Blues seem a lot more predictable – making powerful runs away in long steady surges. Once they get tired, they put their considerably broad side and muscle to a fight of resistance. It can take a long time to gain the last 20 feet of line on a stubborn bluefish. They are extremely strong and have a lot of endurance. If they have a fault from a fighting point of view, it’s that all of them seem about the same. Every coho seems different from the last.
At the table:
To a lot of people – this is a no-brainer: they’d say coho salmon are a lot better eating than bluefish. I like both species, with some qualifications. Bluefish have a very short shelf life. I’m a big believer that almost all species of fish taste better the day after they are caught. The almost in this equation applies to bluefish – you need to eat them very fresh. Size also matters with blues – the bigger the badder. I let all the large ones go, but if I get a 3 to 4 pound “cocktail” blue to the boat, I bring it aboard, bleed it immediately, and then bury it in ice. I fillet a blue within an hour, bag it, and put it back on ice. That evening, I cook it almandine and it’s extraordinary. My daughter Evelyn is lucky enough to have constant access to king salmon, coho, rockfish, lingcod, halibut, striped bass, and bluefish. If given a choice of all – she’d take the fresh caught blue.

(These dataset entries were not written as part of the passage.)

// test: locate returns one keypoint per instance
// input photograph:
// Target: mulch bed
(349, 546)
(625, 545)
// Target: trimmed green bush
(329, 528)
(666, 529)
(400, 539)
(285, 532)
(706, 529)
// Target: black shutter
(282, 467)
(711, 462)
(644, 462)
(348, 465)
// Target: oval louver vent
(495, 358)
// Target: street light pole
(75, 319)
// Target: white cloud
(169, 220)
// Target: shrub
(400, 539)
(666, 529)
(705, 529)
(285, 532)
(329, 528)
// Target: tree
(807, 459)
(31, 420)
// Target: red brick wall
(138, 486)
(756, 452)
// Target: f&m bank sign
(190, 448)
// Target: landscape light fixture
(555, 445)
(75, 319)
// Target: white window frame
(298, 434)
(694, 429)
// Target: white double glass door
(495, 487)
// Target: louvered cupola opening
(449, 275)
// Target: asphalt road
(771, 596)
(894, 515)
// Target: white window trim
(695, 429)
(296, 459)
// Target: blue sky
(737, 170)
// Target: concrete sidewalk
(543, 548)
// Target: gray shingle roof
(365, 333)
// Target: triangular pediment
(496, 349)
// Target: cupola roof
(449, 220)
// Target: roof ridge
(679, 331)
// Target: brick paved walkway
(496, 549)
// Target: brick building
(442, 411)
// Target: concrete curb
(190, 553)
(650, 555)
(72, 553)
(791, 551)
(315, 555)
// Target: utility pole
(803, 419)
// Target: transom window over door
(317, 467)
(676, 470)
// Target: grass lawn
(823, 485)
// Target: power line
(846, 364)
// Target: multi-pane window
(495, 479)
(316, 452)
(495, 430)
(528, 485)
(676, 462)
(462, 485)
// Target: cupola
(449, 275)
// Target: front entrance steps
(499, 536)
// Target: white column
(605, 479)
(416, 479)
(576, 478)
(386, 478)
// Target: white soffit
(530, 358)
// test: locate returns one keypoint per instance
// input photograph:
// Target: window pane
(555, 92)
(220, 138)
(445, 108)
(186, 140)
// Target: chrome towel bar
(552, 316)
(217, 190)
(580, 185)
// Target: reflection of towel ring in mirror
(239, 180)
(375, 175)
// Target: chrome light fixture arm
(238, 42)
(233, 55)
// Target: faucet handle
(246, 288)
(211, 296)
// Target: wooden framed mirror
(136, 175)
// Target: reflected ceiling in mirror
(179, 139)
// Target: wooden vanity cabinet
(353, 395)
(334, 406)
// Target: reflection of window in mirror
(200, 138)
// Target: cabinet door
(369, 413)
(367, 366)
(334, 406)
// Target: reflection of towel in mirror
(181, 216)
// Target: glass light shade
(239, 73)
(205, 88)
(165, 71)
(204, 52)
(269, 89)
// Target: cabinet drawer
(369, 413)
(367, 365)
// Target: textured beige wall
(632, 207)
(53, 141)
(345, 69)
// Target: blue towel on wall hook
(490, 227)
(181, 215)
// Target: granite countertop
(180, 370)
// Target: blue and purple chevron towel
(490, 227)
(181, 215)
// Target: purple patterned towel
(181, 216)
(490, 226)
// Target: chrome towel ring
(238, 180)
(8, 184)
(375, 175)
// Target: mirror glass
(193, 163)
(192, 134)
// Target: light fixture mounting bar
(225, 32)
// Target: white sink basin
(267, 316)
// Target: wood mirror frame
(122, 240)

Coho salmon have less oil and a lighter flavor than kings, which some people, including my wife, prefer. They are delicious regardless of size, but the big ones in late summer are the best. Again, how you handle them makes a big difference. Bleed them, gut them and ice them right away. Coho are constantly eating and digesting. They have what is called a hot belly – meaning the digestive acids are very active and the moment you whack one, those juices start eating their way out of the stomach and into the meat. This is particularly true when they are feeding on krill.
And the winner is?
I like coho salmon better but they have to be over 10 pounds to really light me up. In praise of bluefish, nobody should go through a lifetime of fishing without seeing a wide open bluefish blitz. Very few events in nature produce the total mayhem of a large school of blues which has corralled an acre or two of baitfish. They will bite anything you throw at them and if you get tired of catching them (it can happen) take the hooks off, cast your lure, and watch one of the most aggressive predators in the ocean strike your popper or fly repeatedly.